You could have written the whole piece about that lawn.
On the wall of the churchyard, two teenagers were kissing. In my head, I call them pigeons, Italian teenagers, because they coo at each other on walls and ledges and do not care who is watching. They were not watching the exhibition either. They were watching each other, and the witches passing below, and the light on the valley, and nothing in particular. This is what a Tuesday afternoon in a small Italian town should contain. Old stone, new marble, a festival nobody needed to explain, and two kids in love against a seven-hundred-year-old wall.

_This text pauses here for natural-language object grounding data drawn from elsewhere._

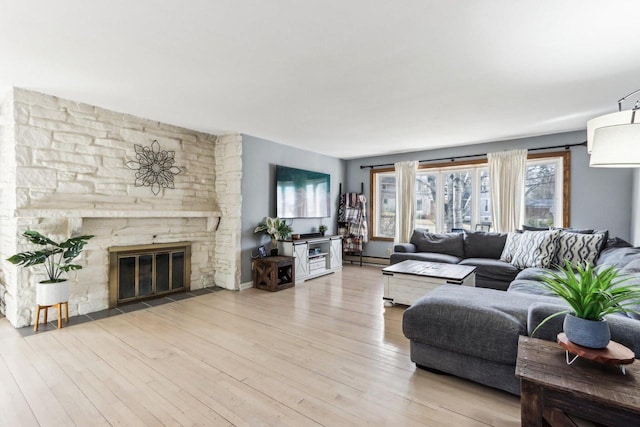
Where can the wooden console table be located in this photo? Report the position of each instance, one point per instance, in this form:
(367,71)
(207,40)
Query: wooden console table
(274,273)
(551,389)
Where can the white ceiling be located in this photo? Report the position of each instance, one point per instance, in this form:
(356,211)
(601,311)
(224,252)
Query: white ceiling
(346,78)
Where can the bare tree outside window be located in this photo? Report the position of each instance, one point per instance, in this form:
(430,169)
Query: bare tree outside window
(540,195)
(460,198)
(457,201)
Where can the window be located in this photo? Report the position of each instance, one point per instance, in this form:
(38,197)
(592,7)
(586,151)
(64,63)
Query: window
(459,197)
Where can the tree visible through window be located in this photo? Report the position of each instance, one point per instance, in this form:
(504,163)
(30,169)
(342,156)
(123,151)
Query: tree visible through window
(459,197)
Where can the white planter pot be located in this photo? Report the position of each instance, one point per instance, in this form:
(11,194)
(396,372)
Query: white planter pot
(52,293)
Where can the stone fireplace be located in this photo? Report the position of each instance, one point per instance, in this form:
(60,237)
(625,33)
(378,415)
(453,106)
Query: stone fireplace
(65,174)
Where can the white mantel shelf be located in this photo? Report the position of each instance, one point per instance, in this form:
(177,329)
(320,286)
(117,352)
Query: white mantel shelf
(213,217)
(106,213)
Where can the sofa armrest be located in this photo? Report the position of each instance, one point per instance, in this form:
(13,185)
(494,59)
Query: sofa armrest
(405,248)
(624,330)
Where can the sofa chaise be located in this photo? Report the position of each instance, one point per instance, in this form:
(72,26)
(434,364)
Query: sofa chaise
(473,332)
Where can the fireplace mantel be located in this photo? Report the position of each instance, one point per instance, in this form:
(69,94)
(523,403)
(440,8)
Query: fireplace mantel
(76,215)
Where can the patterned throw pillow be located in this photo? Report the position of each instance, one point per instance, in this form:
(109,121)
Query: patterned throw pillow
(577,248)
(536,249)
(510,246)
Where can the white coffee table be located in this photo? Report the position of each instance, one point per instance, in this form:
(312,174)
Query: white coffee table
(409,280)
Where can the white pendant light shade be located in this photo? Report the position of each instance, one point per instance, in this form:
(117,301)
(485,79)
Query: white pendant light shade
(616,146)
(619,118)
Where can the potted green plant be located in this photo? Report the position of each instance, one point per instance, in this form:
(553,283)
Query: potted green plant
(591,293)
(276,228)
(56,258)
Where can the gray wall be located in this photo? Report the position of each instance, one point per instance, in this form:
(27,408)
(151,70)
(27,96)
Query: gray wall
(600,198)
(635,211)
(259,158)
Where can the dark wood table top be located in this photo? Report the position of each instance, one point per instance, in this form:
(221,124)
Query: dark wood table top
(437,270)
(613,354)
(544,363)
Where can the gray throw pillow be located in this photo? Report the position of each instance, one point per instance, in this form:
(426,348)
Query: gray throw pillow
(446,243)
(511,246)
(536,249)
(484,244)
(577,248)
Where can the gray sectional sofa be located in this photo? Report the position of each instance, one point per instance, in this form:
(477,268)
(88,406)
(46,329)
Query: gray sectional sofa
(480,249)
(473,332)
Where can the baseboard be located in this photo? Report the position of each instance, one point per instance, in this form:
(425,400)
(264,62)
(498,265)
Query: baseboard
(365,260)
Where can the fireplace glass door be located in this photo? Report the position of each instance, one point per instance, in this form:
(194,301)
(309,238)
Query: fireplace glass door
(142,274)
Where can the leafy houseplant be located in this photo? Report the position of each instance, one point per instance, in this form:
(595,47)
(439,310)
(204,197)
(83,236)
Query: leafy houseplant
(56,258)
(276,228)
(591,294)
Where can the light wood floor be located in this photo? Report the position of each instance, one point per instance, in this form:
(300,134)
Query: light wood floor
(323,353)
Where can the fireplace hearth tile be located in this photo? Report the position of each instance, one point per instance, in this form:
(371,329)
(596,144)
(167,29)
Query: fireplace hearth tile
(133,307)
(158,301)
(103,314)
(203,291)
(180,296)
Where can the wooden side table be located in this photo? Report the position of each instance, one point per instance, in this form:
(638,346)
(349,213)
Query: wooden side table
(551,389)
(274,273)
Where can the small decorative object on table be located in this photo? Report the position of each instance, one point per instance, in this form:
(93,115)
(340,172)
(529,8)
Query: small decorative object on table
(613,354)
(591,293)
(276,228)
(56,258)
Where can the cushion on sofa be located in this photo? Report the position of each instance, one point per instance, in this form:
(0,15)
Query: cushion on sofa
(618,257)
(533,273)
(482,244)
(492,273)
(535,249)
(446,243)
(528,286)
(397,257)
(511,246)
(577,248)
(404,248)
(632,272)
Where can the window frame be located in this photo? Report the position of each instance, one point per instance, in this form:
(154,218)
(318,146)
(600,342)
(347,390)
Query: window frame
(566,184)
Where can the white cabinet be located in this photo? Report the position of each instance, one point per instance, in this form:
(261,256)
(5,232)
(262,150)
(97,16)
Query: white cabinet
(315,256)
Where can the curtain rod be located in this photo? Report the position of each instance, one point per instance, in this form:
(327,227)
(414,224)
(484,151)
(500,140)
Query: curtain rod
(453,158)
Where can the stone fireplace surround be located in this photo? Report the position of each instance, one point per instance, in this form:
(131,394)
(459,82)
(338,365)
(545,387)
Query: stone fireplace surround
(65,175)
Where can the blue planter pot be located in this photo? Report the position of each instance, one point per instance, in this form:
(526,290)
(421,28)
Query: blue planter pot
(587,333)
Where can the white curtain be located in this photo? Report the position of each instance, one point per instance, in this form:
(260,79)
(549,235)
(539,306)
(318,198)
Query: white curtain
(507,171)
(405,200)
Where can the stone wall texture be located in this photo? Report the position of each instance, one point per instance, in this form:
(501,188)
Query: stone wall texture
(68,176)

We went into the church. You go from July into a stone coolness that stops you for a second while your skin adjusts. The nave is almost black. The windows are small and high and medieval, designed to protect stone from weather and bodies from heat, not to let in light. Your eyes take a minute. When they adjust, the church opens above you, higher than it should be for its footprint, held up on columns that have not moved since before the First Crusade.
We stayed a long time. You do not plan to. The cool air keeps you. The dark keeps you. Eventually, I walked toward the main door, which was open, a crack of white July light splitting the dark wood vertically from top to bottom, and the floor in front of me lit up in a single stripe. Sophia was behind me with the camera. I stopped in the stripe and she took the picture.
It is the only photograph I have from Barga that I will keep for the rest of my life. A man walking out of a medieval church into summer. The threshold is the photograph.
By then, it was half past two and Italy was closed. Every shop front down the steep streets had the rolled-metal shutter, the handwritten torno alle 16:30 sign, the siesta that foreigners always misread as laziness, and locals know is actually discipline. You learn, after a while in this country, that the closing is the point. The whole day is built around it.
We found one place open. A café at the bottom of the old town, near Porta Reale, where the owner had either miscalculated his break or forgotten it entirely. He served us pasta with wild-boar ragù, classic in the mountains, and a pizza we had not ordered but which arrived anyway, probably because it was easier than explaining in English that the kitchen was technically closed. The ragù was good, the way afternoon food in mountain Tuscany is always good: dark, slow, a little bit sweet, with the gamey edge that wild boar keeps even under four hours of cooking. We ate it, looking up at the town we had just walked down from. The witches and knights had dispersed. The teenagers were probably still on their wall. The light had started to soften.
I thought about Scotland on the drive home. I have lived in England for years, but have never made it up to Scotland, which I regret and still plan to fix. I thought about the men who walked out of this place with baskets of plaster saints and ended up in Glasgow, and about their great-grandchildren coming back in rental cars and buying back the family houses, and about the kind of diaspora that is patient enough to return in its fourth generation. Most emigrations do not end. The people leave, and a hundred years later, the village is empty, the church is closed, and the language is gone. Barga’s emigration ended. The loop closed. The descendants came back and brought the accent with them, as one of the town's sounds.
I think the stone did that.
I think the stone the Italians carve from the Apuan quarries an hour down the road is the same stone the figurinai were carrying out of Barga in baskets in 1870. The saints they were selling in Glasgow were made of the rock of the mountain behind their own houses. When their great-grandchildren returned in the 1990s, they found the stone they had inherited without knowing it. You do not forget the mountain your family is made of. You just take a while to find your way back.